Authors |
Florian Schiel, Angela Baumann |
Affiliation |
BAS Bayerisches Archiv für Sprachsignale Institut für Phonetik Universität München |
Postal address |
Schellingstr. 3 D 80799 München |
E-Mail |
schiel@phonetik.uni-muenchen.de bas@phonetik.uni-muenchen.de |
Telephone |
+49-89-2180-2758 |
Fax |
+49-89-2800362 |
Corpus Version |
3.0 |
Date |
03/07/2003 |
Status |
final |
Comment |
The following validation results show a
lack of essential information in documentation and annotation. |
Validation Guidelines |
Florian Schiel: The Validation of Speech
Corpora, Bastard Verlag München, 2003,
www.bas.uni-muenchen.de/Forschung/BITS/TP2/Cookbook |
The speech corpus of SI100 has been validated against general principles of good practise. The validation covered completeness, formal checks and manual checks of the selected subsamples. Missing data reduces the corpus in its usability and there could occur problems in using the corpus for other applications.

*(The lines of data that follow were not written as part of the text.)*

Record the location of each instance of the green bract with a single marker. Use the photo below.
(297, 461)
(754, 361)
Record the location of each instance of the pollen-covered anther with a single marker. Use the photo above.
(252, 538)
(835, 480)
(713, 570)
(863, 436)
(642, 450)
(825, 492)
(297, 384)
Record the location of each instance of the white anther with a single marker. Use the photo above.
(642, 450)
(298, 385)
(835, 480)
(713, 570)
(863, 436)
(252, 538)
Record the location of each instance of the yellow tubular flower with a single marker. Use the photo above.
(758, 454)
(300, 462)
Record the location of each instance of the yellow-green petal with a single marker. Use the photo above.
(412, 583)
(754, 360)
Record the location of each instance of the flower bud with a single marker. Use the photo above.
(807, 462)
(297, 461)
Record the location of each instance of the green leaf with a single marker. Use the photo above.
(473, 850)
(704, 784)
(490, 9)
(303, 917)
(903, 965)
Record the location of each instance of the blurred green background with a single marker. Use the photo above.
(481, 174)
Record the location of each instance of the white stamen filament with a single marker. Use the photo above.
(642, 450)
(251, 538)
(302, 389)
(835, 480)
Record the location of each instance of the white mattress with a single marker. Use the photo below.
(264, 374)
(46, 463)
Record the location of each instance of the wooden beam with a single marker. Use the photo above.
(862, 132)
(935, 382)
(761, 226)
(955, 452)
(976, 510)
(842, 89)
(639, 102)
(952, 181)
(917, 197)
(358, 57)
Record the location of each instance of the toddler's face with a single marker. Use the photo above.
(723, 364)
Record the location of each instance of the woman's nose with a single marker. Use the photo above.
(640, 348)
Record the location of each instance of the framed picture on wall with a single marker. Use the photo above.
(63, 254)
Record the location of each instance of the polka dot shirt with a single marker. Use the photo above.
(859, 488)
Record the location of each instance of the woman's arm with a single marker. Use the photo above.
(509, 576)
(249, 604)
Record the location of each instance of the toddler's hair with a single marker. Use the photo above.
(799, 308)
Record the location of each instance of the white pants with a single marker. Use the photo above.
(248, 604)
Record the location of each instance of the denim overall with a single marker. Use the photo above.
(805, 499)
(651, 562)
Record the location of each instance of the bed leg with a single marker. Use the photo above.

This document summarises the results of an in-house validation of the speech corpus SI100 made in the year 2003 within the project 'BITS' by the Institute of Phonetics of the Ludwig-Maximilians-University Munich. The recordings took place at the same institute in 1995 and were accurately controlled by a supervisor in quiet studio environment. The language of the corpus is German. The corpus contains read speech of 101 different speakers (50 female, 50 male, 1 unknown). Each speaker has read approx. 100 sentences from either the SZ sub-corpus or the CeBit sub-corpus. The sub-corpus SZ contains 544 sentences from newspaper articles ("Sueddeutsche Zeitung"). The sub-corpus CeBit contains 483 sentences from newspaper articles about the CeBit 1995. Each sub-corpus is divided into 5 parts of approx. 100 utterances each. Every speaker read only one part of one sub-corpus (with some exceptions), thus resulting in a total of approx. 10.100 recorded utterances (31,5 h of speech).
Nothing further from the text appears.